In this study, the evaluation of tumor ploidy in a series of clinical OS samples clearly demonstrated that in high-grade OS, flow cytometry sometimes may give false results because of the presence of high proportions of contaminating, nonneoplastic cells, which cannot be excluded from the assessment. In fact, in two clinical OS samples, flow cytometry showed a diploid pattern, which is very rare in high-grade OS (7, 8, 31). Morphological evaluation of cell suspensions obtained from these two samples revealed the presence of a considerable proportion of normal white blood cells, which most probably interfered with the flow cytometric assessment of DNA ploidy. Contaminating normal white blood cells do not interfere with the evaluation of DNA ploidy by static cytofluorometry or image cytometry, in which only tumor cells are selected for the analysis. Therefore, static cytofluorometry or image cytometry appear to be the most reliable methods for a correct DNA ploidy evaluation on OS clinical samples. Moreover, also the simultaneous paired analysis of numerical chromosomal aberrations and DNA ploidy is possible by using the method that we standardized on our OS cell lines.

Ploidy analysis of the 21 OS clinical samples included in this study suggested that different ploidy patterns may be related to histologic grading and differentiation, with high-grade lesions showing the most relevant ploidy deviations. However, the biologic relevance of these findings needs to be confirmed on a higher number of OS cases.

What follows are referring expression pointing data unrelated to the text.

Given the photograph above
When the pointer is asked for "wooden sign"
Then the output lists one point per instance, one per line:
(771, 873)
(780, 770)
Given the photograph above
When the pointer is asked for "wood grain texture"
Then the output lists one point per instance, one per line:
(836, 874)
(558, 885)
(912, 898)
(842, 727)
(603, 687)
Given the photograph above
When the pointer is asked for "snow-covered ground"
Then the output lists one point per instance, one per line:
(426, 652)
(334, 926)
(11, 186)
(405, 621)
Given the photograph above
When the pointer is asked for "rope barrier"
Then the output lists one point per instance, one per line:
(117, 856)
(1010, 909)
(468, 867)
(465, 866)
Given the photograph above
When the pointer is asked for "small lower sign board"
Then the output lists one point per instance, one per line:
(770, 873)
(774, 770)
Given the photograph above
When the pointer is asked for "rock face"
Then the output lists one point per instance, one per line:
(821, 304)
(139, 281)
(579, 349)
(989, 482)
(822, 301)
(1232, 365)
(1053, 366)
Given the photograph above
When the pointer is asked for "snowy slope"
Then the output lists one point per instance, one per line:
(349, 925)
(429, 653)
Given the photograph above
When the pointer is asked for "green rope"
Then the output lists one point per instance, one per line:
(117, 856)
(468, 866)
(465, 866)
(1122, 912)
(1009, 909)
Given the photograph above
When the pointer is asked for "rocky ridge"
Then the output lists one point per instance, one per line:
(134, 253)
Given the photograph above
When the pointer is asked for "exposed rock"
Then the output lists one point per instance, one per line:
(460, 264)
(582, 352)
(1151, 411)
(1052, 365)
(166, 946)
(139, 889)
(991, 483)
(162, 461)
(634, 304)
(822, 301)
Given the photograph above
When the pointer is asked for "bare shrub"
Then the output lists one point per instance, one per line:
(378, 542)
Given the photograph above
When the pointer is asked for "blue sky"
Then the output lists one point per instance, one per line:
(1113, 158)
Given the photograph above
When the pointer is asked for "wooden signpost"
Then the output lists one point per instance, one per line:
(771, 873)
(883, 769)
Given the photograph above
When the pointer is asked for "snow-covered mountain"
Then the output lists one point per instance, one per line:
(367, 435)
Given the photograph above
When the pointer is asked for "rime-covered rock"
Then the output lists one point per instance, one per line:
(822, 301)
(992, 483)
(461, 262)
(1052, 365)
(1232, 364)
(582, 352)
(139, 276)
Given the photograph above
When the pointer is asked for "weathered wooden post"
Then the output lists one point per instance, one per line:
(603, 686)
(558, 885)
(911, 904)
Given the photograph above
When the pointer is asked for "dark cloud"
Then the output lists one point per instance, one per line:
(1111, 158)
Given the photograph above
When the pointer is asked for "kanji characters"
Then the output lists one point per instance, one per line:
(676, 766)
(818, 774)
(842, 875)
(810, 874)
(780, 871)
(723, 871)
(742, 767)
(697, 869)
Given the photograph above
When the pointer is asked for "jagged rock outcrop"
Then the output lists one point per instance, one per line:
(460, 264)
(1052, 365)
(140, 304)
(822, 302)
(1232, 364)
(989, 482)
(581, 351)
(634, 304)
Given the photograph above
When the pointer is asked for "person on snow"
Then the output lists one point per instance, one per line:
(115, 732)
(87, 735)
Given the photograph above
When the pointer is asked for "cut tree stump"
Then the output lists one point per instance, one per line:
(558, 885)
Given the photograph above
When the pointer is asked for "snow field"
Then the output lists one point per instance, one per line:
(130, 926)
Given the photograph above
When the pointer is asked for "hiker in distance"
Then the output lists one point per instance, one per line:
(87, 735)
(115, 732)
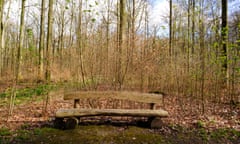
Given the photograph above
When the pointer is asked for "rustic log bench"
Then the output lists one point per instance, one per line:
(109, 103)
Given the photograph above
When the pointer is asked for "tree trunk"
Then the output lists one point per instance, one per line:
(122, 28)
(224, 34)
(41, 42)
(21, 42)
(49, 41)
(1, 35)
(170, 28)
(80, 45)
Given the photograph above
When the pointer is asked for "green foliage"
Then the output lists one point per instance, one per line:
(28, 93)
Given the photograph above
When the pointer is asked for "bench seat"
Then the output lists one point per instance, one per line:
(75, 112)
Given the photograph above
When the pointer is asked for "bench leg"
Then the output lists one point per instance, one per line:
(155, 122)
(59, 123)
(71, 123)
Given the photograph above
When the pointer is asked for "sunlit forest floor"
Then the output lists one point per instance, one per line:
(31, 122)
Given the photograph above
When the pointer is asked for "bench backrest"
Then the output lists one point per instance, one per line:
(120, 95)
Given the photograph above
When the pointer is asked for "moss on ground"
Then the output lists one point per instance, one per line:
(98, 134)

In conclusion, the combined application of DNA cytofluorometry and FISH on the same tumor specimen can provide complementary information about genomic changes in OS cells. These methods may also allow the identification of specific chromosomal numerical aberrations that may be relevant for the malignancy of OS. Moreover, the possibility of assessing specific numerical chromosomal changes in direct relation with DNA content can allow a better evaluation of the clinical impact of specific numerical aberrations, which may be of great help for the identification of new possible prognostic markers for this tumor.